Evet bu gerçekten çok mantıklıydı. Kafamı olumlu anlamda salladım. Sınıfa girdik. İkimizde sınıfın ortasında ayrıldık. David, Kate'in yanına gitmişti. Ben ise her zamanki oturduğum yere doğru ilerledim. Ama Tyler bugün yerinde yoktu. Anlaşılan okula gelmemişti. Yerime oturdum ve kitaplarımı açtım.
Ders çıkışında iki de bir koluma baktığım için dikkat çekmiş ve Bayan Will tarafından azarlanmıştım. Ama buna aldırmamıştım. Dolabıma doğru ilerledim. David ve Kate de peşimden geliyorlardı.
"Sanırım bu kadına dayanamayacağım. Bakışları benim midemi bulandırıyor! Aynı zamanda başımı döndürüyor." David'e doğru baktım.
"Niye iki de bir kolunun etrafına bakıyorsun Bella?"
"Gözüme takılıyor. İnceleyesim geliyor." Diye geçiştirmeye çalışsam da bunun çok saçma olduğunu en az onun kadar ben de biliyordum.
"Ayrıca Bayan Will niye sana kafayı bu kadar takmış durumda?" Diye sordum.
"Değil mi? Her derste David'e muhakkak bir şey yaptırıyor.

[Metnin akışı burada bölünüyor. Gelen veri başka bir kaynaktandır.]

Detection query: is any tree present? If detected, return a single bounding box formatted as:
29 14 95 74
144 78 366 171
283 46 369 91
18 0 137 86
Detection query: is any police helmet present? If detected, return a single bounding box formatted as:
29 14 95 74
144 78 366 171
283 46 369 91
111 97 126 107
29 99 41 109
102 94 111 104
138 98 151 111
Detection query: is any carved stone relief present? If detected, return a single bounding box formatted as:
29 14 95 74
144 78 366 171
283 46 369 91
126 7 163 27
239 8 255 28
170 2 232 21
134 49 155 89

Anlaşılan seni kafasına takmış." Dedi Kate de bana hak vererek.
"Bilmiyorum. Dersten ayrılmam için can atarmışcasına havası var."
"Aslında geçen sene geldiğinden beri David'e karşı böyle davranıyor."

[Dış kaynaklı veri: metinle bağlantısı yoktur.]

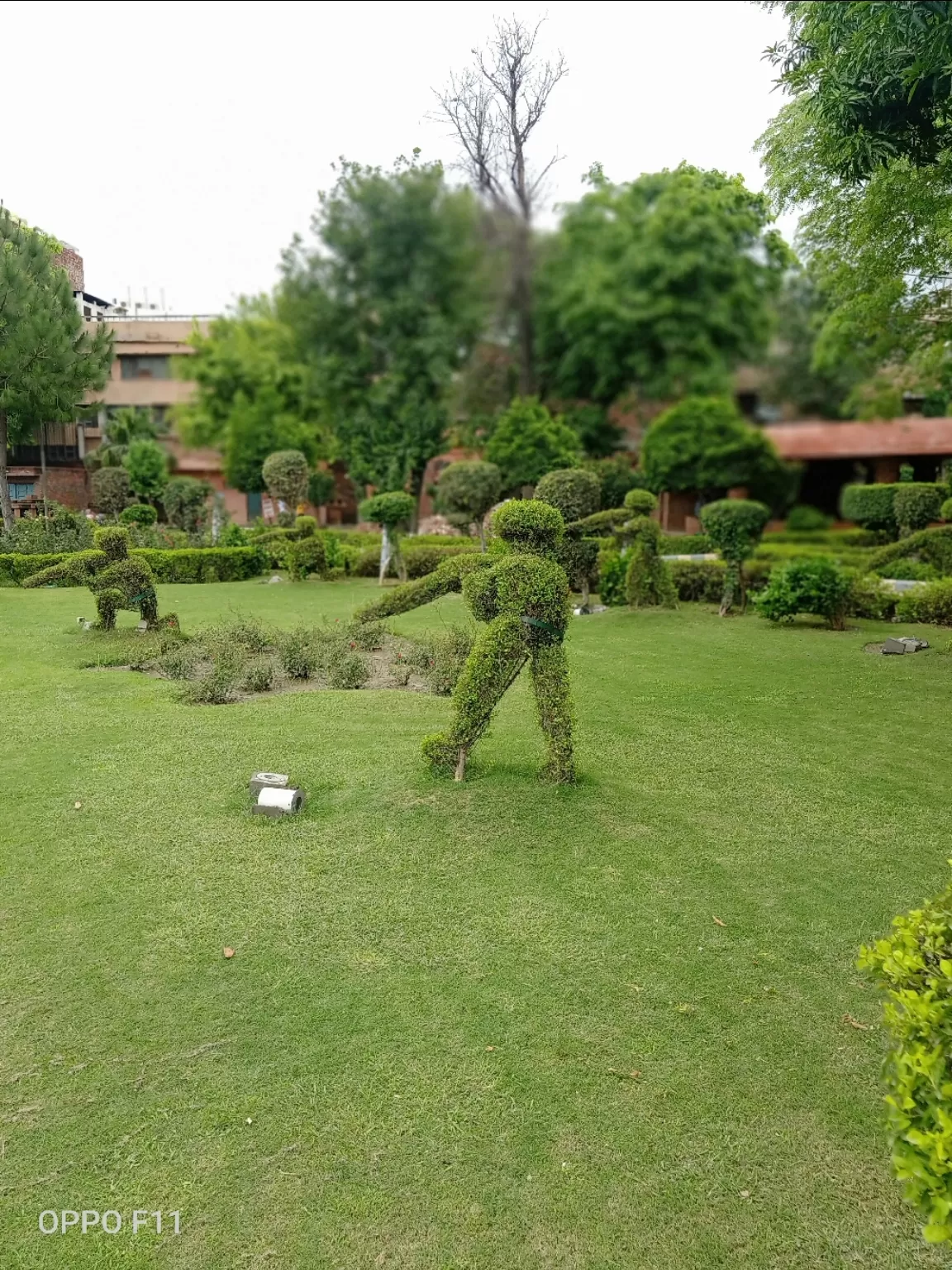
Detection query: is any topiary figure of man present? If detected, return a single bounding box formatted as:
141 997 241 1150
23 527 159 631
616 489 678 609
536 467 602 612
701 498 770 617
359 489 416 587
357 499 575 782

"Belki de senden hoşlanıyordur." Dedi Kate sırıtarak. O sırada David'e doğru bakarak ben de sırıtmaya başlamıştım.
Kısa bir süre sonra David de dayanamayıp sırıtmaya başlamıştı.
Koridorun karşısından James ve Melissa'nın buraya doğru ilerlediğini gördüğümde hemen ciddi yüz ifademi takınmıştım.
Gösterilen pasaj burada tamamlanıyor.